Una pantalla blanca, los ojos como ascuas esmeriladas, un
vano clamor por resolver, el lineamiento de un esquema sobrevolando la
horizontalidad de una conjetura violácea en un plano verde, donde caben las
teorías nunca labradas frente al espejo, la línea acaso recta de las
probabilidades semánticas de una sentencia impar.
Dar una zambullida, imbricar los conceptuales trazos, un
sol tibio que enceguece, sombras que se inclinan hacia el pasado.
No quiero corregir esta vez, escribo como si me escapara
desde un trasfondo de pasillo horadado por la reiteración de gestos mecánicos,
la parte de la belleza donde cuelgan los helechos y las lilas, mezcladas como
en una urdimbre, el sol de entonces, reflejando el brillo de las bombitas de
agua colgadas de los hilos, el patio con los canteros resquebrajados, las tejas
rosadas con sus clavos oxidados, el pájaro que nunca aprendió a volar.

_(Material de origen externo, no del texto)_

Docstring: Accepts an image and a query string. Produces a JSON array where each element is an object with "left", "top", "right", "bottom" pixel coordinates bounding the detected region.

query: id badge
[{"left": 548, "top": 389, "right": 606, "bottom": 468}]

Suelo hurgar entre los desencantos y las dilucidaciones prosaicas, existe un puente entre ellas, como una certidumbre por devanar,
simplemente el tiempo, aquella dimensión que todo obstaculiza, desplaza hacia
las márgenes la perpetuación de los desbrozamientos, donde fluctúan las obligaciones de los
relojes, las tareas con candados y las paredes de la rutina.